Pair Corralation between Science Applications and Marathon Petroleum

Assuming the 90 days trading horizon Science Applications International is expected to under-perform the Marathon Petroleum. In addition to that, Science Applications is 2.16 times more volatile than Marathon Petroleum Corp. It trades about -0.28 of its total potential returns per unit of risk. Marathon Petroleum Corp is currently generating about 0.02 per unit of volatility. If you would invest  14,219  in Marathon Petroleum Corp on September 12, 2024 and sell it today you would earn a total of  67.00  from holding Marathon Petroleum Corp or generate 0.47% return on investment over 90 days.
Time Period3 Months [change]
DirectionMoves Against 
StrengthInsignificant
Accuracy100.0%
ValuesDaily Returns

Science Applications Internati  vs.  Marathon Petroleum Corp

 Performance 
       Timeline  
Science Applications 

Risk-Adjusted Performance

0 of 100

 
Weak
 
Strong
Very Weak
Over the last 90 days Science Applications International has generated negative risk-adjusted returns adding no value to investors with long positions. In spite of comparatively stable basic indicators, Science Applications is not utilizing all of its potentials. The newest stock price uproar, may contribute to short-horizon losses for the private investors.
Marathon Petroleum Corp 

Risk-Adjusted Performance

0 of 100

 
Weak
 
Strong
Very Weak
Over the last 90 days Marathon Petroleum Corp has generated negative risk-adjusted returns adding no value to investors with long positions. Despite nearly stable basic indicators, Marathon Petroleum is not utilizing all of its potentials. The current stock price disturbance, may contribute to mid-run losses for the stockholders.

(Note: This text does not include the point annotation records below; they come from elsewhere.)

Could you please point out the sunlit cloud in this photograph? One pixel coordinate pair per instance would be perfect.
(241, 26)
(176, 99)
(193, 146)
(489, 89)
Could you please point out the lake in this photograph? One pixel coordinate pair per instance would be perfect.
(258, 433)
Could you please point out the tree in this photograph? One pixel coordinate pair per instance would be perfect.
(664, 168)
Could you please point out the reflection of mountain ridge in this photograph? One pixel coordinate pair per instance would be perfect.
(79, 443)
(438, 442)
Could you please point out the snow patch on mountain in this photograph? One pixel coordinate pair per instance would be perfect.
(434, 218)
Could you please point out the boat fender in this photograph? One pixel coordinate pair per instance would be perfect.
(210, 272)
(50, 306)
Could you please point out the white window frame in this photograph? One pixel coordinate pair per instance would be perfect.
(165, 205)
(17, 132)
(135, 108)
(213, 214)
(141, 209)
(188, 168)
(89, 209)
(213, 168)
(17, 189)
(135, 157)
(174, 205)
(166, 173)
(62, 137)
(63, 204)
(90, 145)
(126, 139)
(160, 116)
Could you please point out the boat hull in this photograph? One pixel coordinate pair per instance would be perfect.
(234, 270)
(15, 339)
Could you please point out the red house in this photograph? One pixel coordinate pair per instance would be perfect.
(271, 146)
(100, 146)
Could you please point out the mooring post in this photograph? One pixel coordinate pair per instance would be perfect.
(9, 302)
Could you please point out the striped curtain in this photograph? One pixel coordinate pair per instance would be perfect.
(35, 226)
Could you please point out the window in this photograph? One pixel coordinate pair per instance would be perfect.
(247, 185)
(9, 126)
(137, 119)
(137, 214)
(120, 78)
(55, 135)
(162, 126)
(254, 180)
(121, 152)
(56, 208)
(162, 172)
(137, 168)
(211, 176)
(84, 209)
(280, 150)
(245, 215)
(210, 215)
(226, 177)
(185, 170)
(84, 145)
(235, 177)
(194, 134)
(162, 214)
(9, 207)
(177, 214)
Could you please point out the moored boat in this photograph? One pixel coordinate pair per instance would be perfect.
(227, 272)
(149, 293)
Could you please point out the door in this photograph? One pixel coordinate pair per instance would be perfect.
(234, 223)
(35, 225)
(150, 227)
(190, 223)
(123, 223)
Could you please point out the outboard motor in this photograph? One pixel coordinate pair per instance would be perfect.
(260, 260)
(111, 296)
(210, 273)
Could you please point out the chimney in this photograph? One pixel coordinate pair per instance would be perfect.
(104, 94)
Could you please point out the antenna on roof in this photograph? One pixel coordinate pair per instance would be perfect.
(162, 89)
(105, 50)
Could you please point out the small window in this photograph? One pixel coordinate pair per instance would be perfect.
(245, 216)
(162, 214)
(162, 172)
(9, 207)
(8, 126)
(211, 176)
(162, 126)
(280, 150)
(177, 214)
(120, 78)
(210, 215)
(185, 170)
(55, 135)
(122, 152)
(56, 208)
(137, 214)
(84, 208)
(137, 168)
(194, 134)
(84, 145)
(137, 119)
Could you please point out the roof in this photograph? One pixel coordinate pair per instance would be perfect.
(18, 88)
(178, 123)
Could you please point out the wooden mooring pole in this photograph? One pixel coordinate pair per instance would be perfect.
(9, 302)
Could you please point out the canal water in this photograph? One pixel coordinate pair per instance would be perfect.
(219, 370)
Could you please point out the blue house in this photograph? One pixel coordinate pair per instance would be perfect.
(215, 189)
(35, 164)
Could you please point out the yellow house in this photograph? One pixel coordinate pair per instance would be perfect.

Science Applications and Marathon Petroleum Volatility Contrast

   Predicted Return Density   
       Returns  

Pair Trading with Science Applications and Marathon Petroleum

The main advantage of trading using opposite Science Applications and Marathon Petroleum positions is that it hedges away some unsystematic risk. Because of two separate transactions, even if Science Applications position performs unexpectedly, Marathon Petroleum can make up some of the losses. Pair trading also minimizes risk from directional movements in the market. For example, if an entire industry or sector drops because of unexpected headlines, the short position in Marathon Petroleum will offset losses from the drop in Marathon Petroleum's long position.
The idea behind Science Applications International and Marathon Petroleum Corp pairs trading is to make the combined position market-neutral, meaning the overall market's direction will not affect its win or loss (or potential downside or upside). This can be achieved by designing a pairs trade with two highly correlated stocks or equities that operate in a similar space or sector, making it possible to obtain profits through simple and relatively low-risk investment.
Check out your portfolio center.
Note that this page's information should be used as a complementary analysis to find the right mix of equity instruments to add to your existing portfolios or create a brand new portfolio. You can also try the Bollinger Bands module to use Bollinger Bands indicator to analyze target price for a given investing horizon.